Converting from float to int with rounding occurs quite often in C ++ code that works with floating point data. One of them, for example, is to create conversion tables.
Consider this piece of code:
C / C ++ defines (int) cast as truncating, so you need to add 0.5f to ensure rounding to the nearest positive integer (when the input is positive). For the above, the VS2015 compiler generates the following code:
movss xmm9, DWORD PTR __real@3f000000
The above works, but may be more effective ...
Intel developers, it seemed, thought that it was enough to solve the problem with one command, which would do exactly what was needed: Convert to the nearest integer value: cvtss2si (note, there is only one for the mnemonics).
If cvtss2si was to replace the cvttss2si instruction in the above sequence, two of the three commands would simply be eliminated (as well as using an additional xmm register, which may lead to better optimization in general).
So, how can we code C ++ instructions (s) to do this simple job with a single cvtss2si instruction?

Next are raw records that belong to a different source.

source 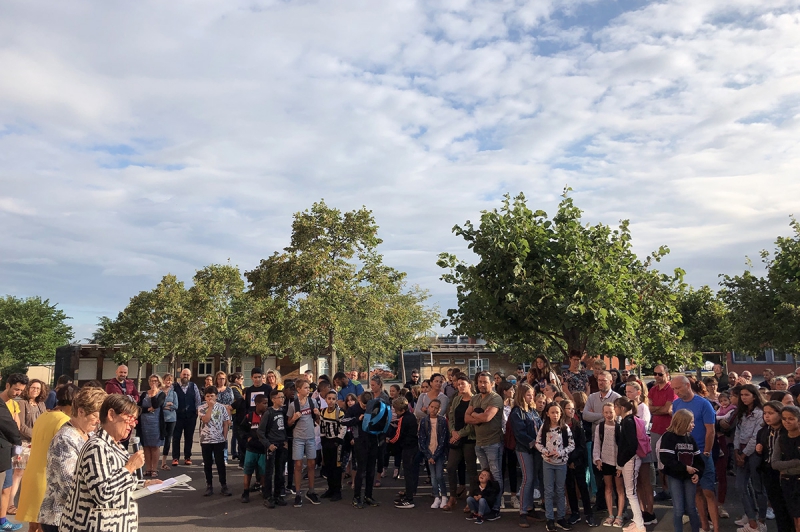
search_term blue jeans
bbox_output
[468,496,491,516]
[476,441,503,512]
[735,455,767,520]
[543,461,568,520]
[671,476,700,532]
[517,450,535,515]
[430,456,447,498]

I already thought a lot, trying to do something like the following, but even with the optimizer for the task, it does not come down to one machine instruction that could / should have done the job:
int RoundedIntValue = _mm_cvt_ss2si(_mm_set_ss(FloatValue));
Unfortunately, the above seems to be striving to clear an entire register vector that will never be used, instead of just using a single 32-bit value.
movaps xmm1, xmm0 xorps xmm2, xmm2 movss xmm2, xmm1 cvtss2si eax, xmm2
Perhaps I do not see an obvious approach here.
Can you suggest the proposed set of C ++ instructions that will ultimately generate a single cvtss2si instruction?